0
This shell script is mostly the work of other people. It has gone through several iterations, and I have tweaked it slightly while also trying to fully understand how it works. I think I understand it now, but I don't have confidence to significantly alter it on my own and risk losing data when I run the altered version. So I would appreciate some expert guidance on how to improve this script.
The changes I am seeking are:
- make it even more robust to any strange file names, if possible. It currently handles spaces in file names, but not newlines. I can live with that (because I try to find any file names with newlines and get rid of them).

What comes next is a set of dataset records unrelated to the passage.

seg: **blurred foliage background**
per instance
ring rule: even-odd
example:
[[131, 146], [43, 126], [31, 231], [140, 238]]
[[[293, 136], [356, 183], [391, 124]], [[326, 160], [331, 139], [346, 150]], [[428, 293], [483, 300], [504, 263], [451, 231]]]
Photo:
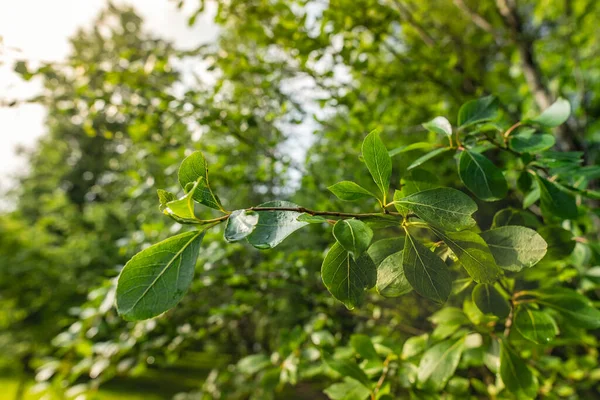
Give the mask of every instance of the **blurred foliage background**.
[[[319, 275], [331, 238], [318, 225], [270, 252], [211, 232], [177, 307], [119, 318], [120, 268], [181, 229], [158, 210], [155, 188], [176, 192], [193, 150], [228, 209], [291, 199], [360, 211], [375, 204], [340, 203], [326, 187], [370, 186], [358, 149], [371, 129], [389, 148], [442, 140], [420, 123], [454, 122], [467, 100], [495, 94], [518, 119], [563, 96], [574, 114], [557, 147], [598, 164], [595, 0], [227, 0], [215, 21], [218, 40], [180, 50], [109, 4], [64, 63], [15, 65], [43, 80], [30, 101], [47, 107], [48, 133], [0, 215], [0, 398], [320, 399], [331, 383], [316, 362], [323, 346], [366, 334], [399, 349], [430, 329], [422, 316], [437, 306], [415, 295], [374, 296], [352, 312], [336, 302]], [[184, 63], [205, 68], [184, 74]], [[396, 173], [419, 155], [395, 158]], [[454, 162], [428, 168], [459, 187]], [[489, 226], [496, 208], [479, 205]], [[597, 243], [577, 246], [551, 279], [579, 282], [580, 258], [597, 262]], [[574, 360], [571, 371], [598, 368]], [[597, 395], [600, 376], [591, 379], [571, 395]]]

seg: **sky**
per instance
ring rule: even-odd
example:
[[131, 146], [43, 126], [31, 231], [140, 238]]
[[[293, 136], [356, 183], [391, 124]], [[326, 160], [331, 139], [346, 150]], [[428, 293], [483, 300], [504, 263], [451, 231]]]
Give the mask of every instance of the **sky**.
[[[113, 1], [133, 5], [146, 22], [146, 29], [180, 48], [191, 48], [214, 40], [218, 29], [212, 22], [214, 9], [188, 27], [187, 17], [197, 4], [188, 0], [178, 10], [171, 0]], [[69, 37], [79, 27], [89, 26], [106, 0], [0, 0], [0, 102], [35, 95], [39, 82], [22, 82], [12, 71], [15, 60], [60, 61], [70, 51]], [[18, 146], [32, 147], [45, 132], [45, 110], [40, 105], [0, 107], [0, 192], [11, 185], [11, 175], [26, 164], [18, 157]]]

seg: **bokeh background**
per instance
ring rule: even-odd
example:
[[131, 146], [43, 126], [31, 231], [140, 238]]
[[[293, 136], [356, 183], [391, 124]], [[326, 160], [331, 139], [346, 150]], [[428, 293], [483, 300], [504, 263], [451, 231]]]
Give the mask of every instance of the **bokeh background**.
[[[435, 306], [346, 310], [319, 276], [330, 233], [311, 226], [270, 252], [212, 232], [183, 301], [125, 322], [115, 277], [182, 229], [156, 188], [176, 192], [202, 150], [229, 209], [369, 209], [326, 190], [370, 185], [367, 132], [441, 140], [420, 123], [487, 94], [507, 120], [567, 98], [557, 148], [598, 164], [599, 25], [595, 0], [1, 0], [0, 399], [324, 398], [319, 346], [397, 348]], [[454, 162], [428, 168], [455, 186]]]

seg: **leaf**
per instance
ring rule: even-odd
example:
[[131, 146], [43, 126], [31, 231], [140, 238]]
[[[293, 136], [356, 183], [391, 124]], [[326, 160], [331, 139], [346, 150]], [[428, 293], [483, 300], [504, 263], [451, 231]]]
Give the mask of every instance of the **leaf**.
[[437, 303], [448, 300], [452, 275], [444, 262], [408, 232], [404, 242], [404, 274], [417, 293]]
[[402, 187], [401, 197], [406, 197], [413, 193], [434, 189], [440, 185], [436, 175], [424, 169], [415, 168], [402, 177], [400, 186]]
[[537, 344], [549, 343], [557, 333], [556, 323], [548, 313], [524, 306], [517, 309], [515, 328], [525, 339]]
[[498, 116], [498, 102], [493, 96], [482, 97], [463, 104], [458, 110], [458, 126], [476, 124], [478, 122], [491, 121]]
[[452, 125], [445, 117], [435, 117], [431, 121], [425, 122], [423, 128], [439, 135], [452, 137]]
[[540, 188], [542, 213], [545, 217], [577, 218], [575, 198], [554, 182], [536, 175]]
[[384, 297], [398, 297], [412, 291], [412, 286], [404, 276], [402, 254], [392, 254], [377, 267], [377, 292]]
[[439, 392], [454, 375], [465, 344], [464, 336], [458, 340], [445, 340], [423, 354], [418, 370], [420, 389]]
[[350, 336], [350, 345], [365, 360], [379, 360], [379, 354], [375, 351], [373, 342], [367, 335], [355, 334]]
[[571, 104], [568, 100], [559, 97], [550, 107], [540, 115], [525, 122], [534, 122], [547, 128], [554, 128], [563, 124], [571, 115]]
[[156, 317], [182, 299], [194, 277], [204, 231], [173, 236], [142, 250], [117, 283], [117, 311], [127, 320]]
[[[298, 205], [288, 201], [270, 201], [258, 207], [298, 208]], [[257, 249], [272, 249], [285, 238], [308, 225], [298, 221], [301, 213], [297, 211], [256, 211], [258, 223], [254, 232], [248, 236], [248, 242]]]
[[444, 233], [432, 229], [456, 254], [475, 282], [492, 283], [500, 278], [502, 270], [496, 265], [488, 245], [477, 233], [472, 231]]
[[339, 243], [335, 243], [323, 260], [321, 277], [333, 297], [352, 310], [362, 303], [365, 290], [375, 286], [377, 267], [368, 254], [354, 260]]
[[392, 177], [392, 159], [378, 132], [371, 132], [367, 135], [363, 141], [362, 154], [373, 180], [381, 190], [383, 199], [385, 199]]
[[477, 211], [477, 204], [456, 189], [429, 189], [394, 200], [394, 203], [443, 230], [457, 231], [475, 225], [471, 214]]
[[503, 340], [500, 346], [500, 377], [516, 398], [533, 399], [537, 395], [537, 379], [529, 367]]
[[481, 200], [495, 201], [506, 197], [508, 185], [502, 171], [479, 153], [463, 151], [458, 174], [465, 186]]
[[389, 238], [378, 240], [373, 243], [367, 253], [375, 263], [375, 265], [381, 264], [388, 256], [402, 251], [404, 248], [404, 239], [402, 238]]
[[510, 305], [496, 290], [494, 285], [480, 283], [471, 293], [473, 303], [484, 314], [493, 314], [499, 318], [506, 318], [510, 314]]
[[371, 380], [367, 377], [362, 369], [355, 362], [349, 360], [337, 360], [328, 356], [323, 357], [325, 364], [343, 377], [348, 377], [357, 380], [364, 387], [372, 386]]
[[334, 383], [323, 392], [331, 400], [365, 400], [371, 391], [354, 379], [344, 377], [341, 383]]
[[496, 264], [509, 271], [530, 268], [546, 254], [546, 241], [524, 226], [503, 226], [480, 235], [492, 251]]
[[552, 148], [556, 140], [552, 135], [536, 135], [532, 132], [519, 133], [511, 136], [510, 148], [520, 153], [535, 153]]
[[356, 201], [369, 197], [377, 198], [377, 196], [375, 196], [367, 189], [350, 181], [338, 182], [333, 186], [329, 186], [328, 189], [338, 199], [344, 201]]
[[422, 155], [421, 157], [417, 158], [406, 169], [408, 171], [410, 171], [413, 168], [417, 168], [421, 164], [424, 164], [425, 162], [431, 160], [432, 158], [437, 157], [440, 154], [446, 153], [447, 151], [450, 151], [450, 150], [452, 150], [452, 148], [450, 148], [450, 147], [440, 147], [438, 149], [432, 150], [429, 153], [427, 153], [425, 155]]
[[574, 290], [554, 287], [538, 289], [529, 294], [537, 297], [538, 303], [554, 308], [567, 317], [568, 324], [584, 329], [600, 328], [600, 310], [587, 297]]
[[225, 226], [225, 240], [237, 242], [250, 235], [258, 224], [258, 214], [254, 211], [236, 210], [231, 213]]

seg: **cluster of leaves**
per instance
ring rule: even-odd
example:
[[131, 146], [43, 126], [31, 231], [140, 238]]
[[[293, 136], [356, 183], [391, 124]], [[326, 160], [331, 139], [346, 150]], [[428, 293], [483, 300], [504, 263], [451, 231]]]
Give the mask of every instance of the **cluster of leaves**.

- make it more intelligent about which file gets retained as the actual inode content and which file(s) become sym links. I would like to be able to choose to retain the file that is either a) the shortest path, b) the longest path or c) has the filename with the most alpha characters (which will probably be the most descriptive name).

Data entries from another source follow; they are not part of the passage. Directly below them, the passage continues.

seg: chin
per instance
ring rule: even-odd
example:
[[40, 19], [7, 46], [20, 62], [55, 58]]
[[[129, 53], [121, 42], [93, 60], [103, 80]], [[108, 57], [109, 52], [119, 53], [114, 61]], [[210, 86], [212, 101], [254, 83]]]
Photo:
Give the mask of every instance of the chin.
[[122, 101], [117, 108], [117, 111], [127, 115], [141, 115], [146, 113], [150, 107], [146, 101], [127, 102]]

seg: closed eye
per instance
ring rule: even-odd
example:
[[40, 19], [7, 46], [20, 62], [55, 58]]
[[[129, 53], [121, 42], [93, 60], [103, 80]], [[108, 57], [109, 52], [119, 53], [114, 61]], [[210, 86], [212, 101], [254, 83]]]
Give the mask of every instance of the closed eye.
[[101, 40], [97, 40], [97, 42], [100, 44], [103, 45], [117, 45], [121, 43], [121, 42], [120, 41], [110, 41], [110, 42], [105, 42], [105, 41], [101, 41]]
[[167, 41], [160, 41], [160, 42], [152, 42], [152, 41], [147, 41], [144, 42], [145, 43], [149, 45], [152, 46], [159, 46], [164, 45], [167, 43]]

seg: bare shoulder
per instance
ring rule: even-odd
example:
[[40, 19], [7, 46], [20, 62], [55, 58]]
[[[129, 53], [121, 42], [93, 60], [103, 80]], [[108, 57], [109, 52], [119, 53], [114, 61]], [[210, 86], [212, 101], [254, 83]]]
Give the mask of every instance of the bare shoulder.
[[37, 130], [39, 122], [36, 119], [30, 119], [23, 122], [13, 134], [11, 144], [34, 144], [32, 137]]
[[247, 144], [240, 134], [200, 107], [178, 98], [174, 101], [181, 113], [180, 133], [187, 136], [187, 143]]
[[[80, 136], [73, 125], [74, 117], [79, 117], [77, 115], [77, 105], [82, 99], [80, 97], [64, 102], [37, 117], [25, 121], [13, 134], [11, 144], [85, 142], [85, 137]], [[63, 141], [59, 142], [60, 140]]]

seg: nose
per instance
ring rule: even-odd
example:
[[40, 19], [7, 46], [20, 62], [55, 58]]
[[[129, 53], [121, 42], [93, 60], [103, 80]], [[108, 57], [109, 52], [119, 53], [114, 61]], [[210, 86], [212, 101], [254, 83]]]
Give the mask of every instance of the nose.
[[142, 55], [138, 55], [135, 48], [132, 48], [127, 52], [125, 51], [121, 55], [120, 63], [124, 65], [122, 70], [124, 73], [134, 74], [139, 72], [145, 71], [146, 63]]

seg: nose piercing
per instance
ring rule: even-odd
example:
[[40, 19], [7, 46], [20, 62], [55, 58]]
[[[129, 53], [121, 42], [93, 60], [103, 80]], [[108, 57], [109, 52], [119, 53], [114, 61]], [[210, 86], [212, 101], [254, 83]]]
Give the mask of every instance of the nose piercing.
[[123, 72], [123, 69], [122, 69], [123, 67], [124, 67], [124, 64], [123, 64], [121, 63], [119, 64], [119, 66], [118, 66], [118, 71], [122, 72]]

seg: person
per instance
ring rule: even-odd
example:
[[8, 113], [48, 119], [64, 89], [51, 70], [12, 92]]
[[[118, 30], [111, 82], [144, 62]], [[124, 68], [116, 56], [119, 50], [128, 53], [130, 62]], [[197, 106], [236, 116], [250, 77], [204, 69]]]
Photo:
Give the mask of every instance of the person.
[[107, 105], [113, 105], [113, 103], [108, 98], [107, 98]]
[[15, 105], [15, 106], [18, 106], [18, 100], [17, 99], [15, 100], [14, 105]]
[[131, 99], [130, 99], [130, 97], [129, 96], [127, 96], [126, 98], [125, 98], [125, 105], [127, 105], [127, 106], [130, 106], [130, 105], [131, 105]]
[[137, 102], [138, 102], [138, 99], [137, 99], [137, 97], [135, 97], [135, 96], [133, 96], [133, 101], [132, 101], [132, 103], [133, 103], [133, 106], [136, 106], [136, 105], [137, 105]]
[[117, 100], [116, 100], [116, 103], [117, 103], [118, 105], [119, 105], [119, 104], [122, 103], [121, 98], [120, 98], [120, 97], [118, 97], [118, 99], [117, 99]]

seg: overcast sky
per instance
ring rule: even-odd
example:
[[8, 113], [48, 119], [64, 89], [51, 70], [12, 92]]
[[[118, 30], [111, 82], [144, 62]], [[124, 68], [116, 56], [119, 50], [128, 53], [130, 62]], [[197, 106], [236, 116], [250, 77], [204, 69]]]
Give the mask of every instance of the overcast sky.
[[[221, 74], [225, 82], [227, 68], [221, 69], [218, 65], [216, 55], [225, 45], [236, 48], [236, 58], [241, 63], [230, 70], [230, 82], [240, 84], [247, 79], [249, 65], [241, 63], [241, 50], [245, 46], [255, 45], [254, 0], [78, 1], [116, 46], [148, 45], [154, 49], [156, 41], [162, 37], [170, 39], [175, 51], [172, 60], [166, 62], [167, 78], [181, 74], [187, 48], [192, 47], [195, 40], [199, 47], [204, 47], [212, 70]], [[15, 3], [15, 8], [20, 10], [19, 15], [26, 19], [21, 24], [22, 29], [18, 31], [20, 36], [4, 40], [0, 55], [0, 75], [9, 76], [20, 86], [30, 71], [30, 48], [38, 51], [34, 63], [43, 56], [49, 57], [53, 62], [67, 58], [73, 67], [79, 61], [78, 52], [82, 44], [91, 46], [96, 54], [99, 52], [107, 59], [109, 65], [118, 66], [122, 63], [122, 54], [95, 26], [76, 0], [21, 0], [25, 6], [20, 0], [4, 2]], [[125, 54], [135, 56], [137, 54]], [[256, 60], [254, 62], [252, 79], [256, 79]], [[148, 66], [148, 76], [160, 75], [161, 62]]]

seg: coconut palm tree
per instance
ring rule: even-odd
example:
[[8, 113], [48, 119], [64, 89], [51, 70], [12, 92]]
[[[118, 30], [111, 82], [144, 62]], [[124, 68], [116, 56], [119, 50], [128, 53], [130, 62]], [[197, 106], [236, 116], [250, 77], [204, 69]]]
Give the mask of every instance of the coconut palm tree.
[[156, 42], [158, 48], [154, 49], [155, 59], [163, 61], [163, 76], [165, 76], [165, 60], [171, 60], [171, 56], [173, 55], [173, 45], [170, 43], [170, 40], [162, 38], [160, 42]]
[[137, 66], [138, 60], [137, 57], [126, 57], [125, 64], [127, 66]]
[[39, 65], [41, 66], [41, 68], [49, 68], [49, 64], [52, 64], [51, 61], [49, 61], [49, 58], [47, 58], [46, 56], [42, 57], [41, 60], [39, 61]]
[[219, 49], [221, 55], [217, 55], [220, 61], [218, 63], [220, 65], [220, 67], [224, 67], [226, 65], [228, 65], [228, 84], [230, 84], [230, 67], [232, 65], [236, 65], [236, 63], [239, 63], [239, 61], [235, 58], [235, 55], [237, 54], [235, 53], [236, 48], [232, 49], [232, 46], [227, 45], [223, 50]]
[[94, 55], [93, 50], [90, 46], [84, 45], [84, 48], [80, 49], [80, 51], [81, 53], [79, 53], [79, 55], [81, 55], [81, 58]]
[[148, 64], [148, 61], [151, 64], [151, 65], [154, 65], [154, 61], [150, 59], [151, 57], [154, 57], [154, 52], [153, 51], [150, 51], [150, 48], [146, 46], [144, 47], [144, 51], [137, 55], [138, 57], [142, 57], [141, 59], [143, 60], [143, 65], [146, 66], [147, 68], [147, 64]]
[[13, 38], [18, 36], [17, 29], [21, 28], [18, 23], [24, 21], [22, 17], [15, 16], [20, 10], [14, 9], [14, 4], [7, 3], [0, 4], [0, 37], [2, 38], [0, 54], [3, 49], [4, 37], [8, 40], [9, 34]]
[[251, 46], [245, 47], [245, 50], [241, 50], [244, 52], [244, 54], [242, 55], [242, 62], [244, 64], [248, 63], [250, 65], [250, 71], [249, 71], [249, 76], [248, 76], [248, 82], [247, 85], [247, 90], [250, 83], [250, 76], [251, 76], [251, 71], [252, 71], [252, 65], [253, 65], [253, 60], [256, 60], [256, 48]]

- allow it to read the directories to process either from parameters passed in or from a file.
- optionally, write a long of all changes and/or all files not processed.
Of all of these, #2 is the most important for me right now. I need to process some files with it and I need to improve the way it chooses which files to turn into symlinks. (I tried using things like the find option -depth without success.)
Here's the current script:
#!/bin/bash
# clean up known problematic files first.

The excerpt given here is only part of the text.